Research Design and Methods

Animals

The experiment was conducted in 28 female FVB/N mice (8 weeks old), from the State University of Montes Claros (Montes Claros, Minas Gerais, Brazil), that were individually housed and placed under a 12-hr light cycle (7:00 a.m.–07:00 p.m.) at a temperature of 25.0°C ± 2.0°C. Food and water were offered ad libitum. After 7 days of the adaptation period, the mice were randomly divided into four groups and fed experimental diets for 60 days (n = 7 per treatment).

This study was approved by the Ethics Committee of Experimentation and Animal Welfare of Unimontes, Montes Claros, Brazil (process number 064/2013) and was conducted in accordance with the guidelines described in the Committee's Guiding Principles Manual.

Diets

The experimental diets were formulated as described in previous studies^16,17 and detailed in Table 1. The experimental groups were set as follows: high-carbohydrate diet (HCD) (RH29578; Rhoster^®), high-fat diet (HFD) (RH195104; Rhoster), and high-protein diet (HPD) (RH19563; Rhoster). The diet compositions were as follows: HCD: cornstarch (46.87%), casein (13.70%), dextrinized starch (15.5%), sucrose (10%), soybean oil (4%), cellulose fiber (5%), mineral mix AIN-93M (3.5%), vitamin mix AIN-93 (1%), l-cysteine (0.18%), choline bitartrate (0.25%), and tert-butylhydroquinone (0.0008%); HFD: cornstarch (40.57%), casein (14%), dextrinized starch (15.5%), sucrose (10%), soybean oil (10%), cellulose fiber (5%), mineral mix AIN-93M (3.5%), vitamin mix AIN-93 (1%), l-cysteine (0.18%), choline bitartrate (0.25%), and tert-butylhydroquinone (0.0008%); HPD: cornstarch (32.57%), casein (28%), dextrinized starch (15.5%), sucrose (10%), soybean oil (4%), cellulose fiber (5%), mineral mix AIN-93M (3.5%), vitamin mix AIN-93 (1%), l-cysteine (0.18%), choline bitartrate (0.25%), and tert-butylhydroquinone (0.0008%). Standard diet (SD) (Labina^®) was produced by Purina^®, Brazil.

Table 1.

Experimental Diet Composition

Experimental diets	Carbohydrate (%)	Protein (%)	Lipid (%)	Calories (Kcal/g)
SD	66	23	9	3.95
HCD	80	11	9	3.66
HPD	59	31	10	3.65
HFD	69	11	20	3.84

Experimental diets offered to the animals during the experiment period.

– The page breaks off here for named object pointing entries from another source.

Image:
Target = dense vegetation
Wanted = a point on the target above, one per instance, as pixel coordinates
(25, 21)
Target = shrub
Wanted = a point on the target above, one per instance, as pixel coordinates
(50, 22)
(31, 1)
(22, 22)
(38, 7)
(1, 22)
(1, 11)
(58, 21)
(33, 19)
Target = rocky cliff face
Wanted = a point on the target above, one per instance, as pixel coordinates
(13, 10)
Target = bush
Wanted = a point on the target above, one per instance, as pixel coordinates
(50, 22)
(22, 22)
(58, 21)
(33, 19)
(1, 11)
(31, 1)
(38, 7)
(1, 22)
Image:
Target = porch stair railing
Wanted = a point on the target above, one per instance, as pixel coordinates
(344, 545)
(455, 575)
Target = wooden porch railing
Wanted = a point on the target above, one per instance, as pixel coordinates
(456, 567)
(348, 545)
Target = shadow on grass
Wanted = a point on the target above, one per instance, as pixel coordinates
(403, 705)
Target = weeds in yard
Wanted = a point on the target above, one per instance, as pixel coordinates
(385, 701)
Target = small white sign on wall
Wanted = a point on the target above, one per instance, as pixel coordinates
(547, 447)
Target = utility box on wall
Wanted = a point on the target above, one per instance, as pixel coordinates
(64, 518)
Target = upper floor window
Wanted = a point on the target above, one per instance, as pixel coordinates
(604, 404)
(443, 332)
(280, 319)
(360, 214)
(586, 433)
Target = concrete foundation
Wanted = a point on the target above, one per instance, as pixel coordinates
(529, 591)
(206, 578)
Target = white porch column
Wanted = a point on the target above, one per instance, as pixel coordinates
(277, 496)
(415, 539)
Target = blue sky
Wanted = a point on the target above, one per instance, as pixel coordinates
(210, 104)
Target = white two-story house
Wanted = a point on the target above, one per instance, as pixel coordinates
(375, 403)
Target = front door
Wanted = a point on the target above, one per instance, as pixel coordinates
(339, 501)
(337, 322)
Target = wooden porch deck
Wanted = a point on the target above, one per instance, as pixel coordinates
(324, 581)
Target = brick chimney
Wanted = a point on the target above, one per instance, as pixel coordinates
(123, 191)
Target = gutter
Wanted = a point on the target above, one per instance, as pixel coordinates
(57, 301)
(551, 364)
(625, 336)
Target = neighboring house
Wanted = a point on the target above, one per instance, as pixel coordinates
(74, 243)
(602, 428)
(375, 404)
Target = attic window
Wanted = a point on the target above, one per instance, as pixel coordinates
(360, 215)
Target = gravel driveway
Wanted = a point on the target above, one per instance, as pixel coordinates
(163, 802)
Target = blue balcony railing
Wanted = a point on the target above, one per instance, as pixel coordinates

HCD, high-carbohydrate diet; HFD, high-fat diet; HPD, high-protein diet; SD, standard diet.

The measurements of body weight, food intake, and tissue collection

Body weight and food intake were measured thrice per week during the treatment period in order to obtain food efficiency (food intake/body weight). At the end of the treatment period, overnight fasted mice were sacrificed by decapitation with a guillotine, and blood samples were collected. In addition, samples of soleus muscle and white and brown adipose tissues were collected, weighed, immediately frozen in liquid nitrogen, and stored at −80°C for subsequent analysis.

Glucose tolerance and insulin sensitivity test

At the end of the experiment, insulin sensitivity and glucose tolerance tests were performed. For the insulin sensitivity test, overnight fed mice, had their blood glucose levels monitored at time points 0, 15, 30, and 60 min, after intraperitoneal injection of insulin (0.75 U/kg body weight; Sigma, St Louis, MO). For the glucose tolerance test, d-glucose (2 mg/g of body weight) was intraperitoneally injected into overnight fasted mice. Glucose levels from tail blood samples were monitored at 0, 15, 30, 60, and 120 min after injection, using Accu-Chek glucometer (Roche Diagnostics Corp., Indianapolis, IN).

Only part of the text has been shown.